Copyright theage

When it comes to Australia, country superstar Kacey Musgraves is overdue for a do-over. Her last trip here was a literal washout, with wild weather and flooding cancelling what was to be her headline slot at Splendour in the Grass in July 2022. “That nearly broke me,” Musgraves recalls. “We made it all the way over and then we literally were there not even 24 hours before I had to turn around and come right back home. It was like 30 hours of travel in a period of 48 hours. I think it might have changed me forever.” Coming from Musgraves, country music’s ultimate earth child, that’s probably not hyperbole.
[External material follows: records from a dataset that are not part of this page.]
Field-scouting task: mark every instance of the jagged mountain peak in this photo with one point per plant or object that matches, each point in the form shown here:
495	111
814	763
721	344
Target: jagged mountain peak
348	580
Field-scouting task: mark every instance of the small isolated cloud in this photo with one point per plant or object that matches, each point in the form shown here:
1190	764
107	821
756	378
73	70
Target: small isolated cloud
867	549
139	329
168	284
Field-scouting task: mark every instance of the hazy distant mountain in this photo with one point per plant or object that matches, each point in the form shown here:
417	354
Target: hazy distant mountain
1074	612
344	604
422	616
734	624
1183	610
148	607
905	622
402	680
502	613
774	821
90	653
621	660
You get the sense that something as unnatural as a flight (let alone a 30-hour round-trip) must be existential torture for Musgraves. Speaking from her woodsy home in Nashville – dressed in a blue denim shirt and hoop earrings, her blue heeler Pepper by her side – she rushes through answers as though she’d like nothing more than to blitz through her promo obligations and get back to touching grass, or at least her horses. The wonder of the natural world never seems far from Musgraves’ mind. Before our interview, she’d been out buying goldfish for her pond out back. “We’ll see how they fare against the raccoons in the area,” she says. For her 37th birthday, just a few days later, she’d planned a camping trip with her small group of friends (“freaks and weirdos”, she calls them). “We’re gonna ride horses and make cowboy breakfast outside on the fire, and take the horses down to the river and just camp out under the stars.” It’s also the focus of Deeper Well, the 2024 album that will make up the bulk of her Australian shows this month. After the acclaimed genre excursions of 2018’s Golden Hour and 2021’s Star-Crossed, Deeper Well found Musgraves in a quieter, contemplative mood. The album was such a sonic and spiritual retreat that it didn’t capture me much until, one day, listening while walking through a rainstorm under the canopies of willow trees in my local park, it suddenly made perfect sense. “Those songs still feel like a home base to me,” says Musgraves of Deeper Well. “One great thing about getting older is you have less tolerance for fake bullshit and it gets easier to simplify and look out for yourself in ways you aren’t capable of doing when you’re younger, and that’s reflected in those songs.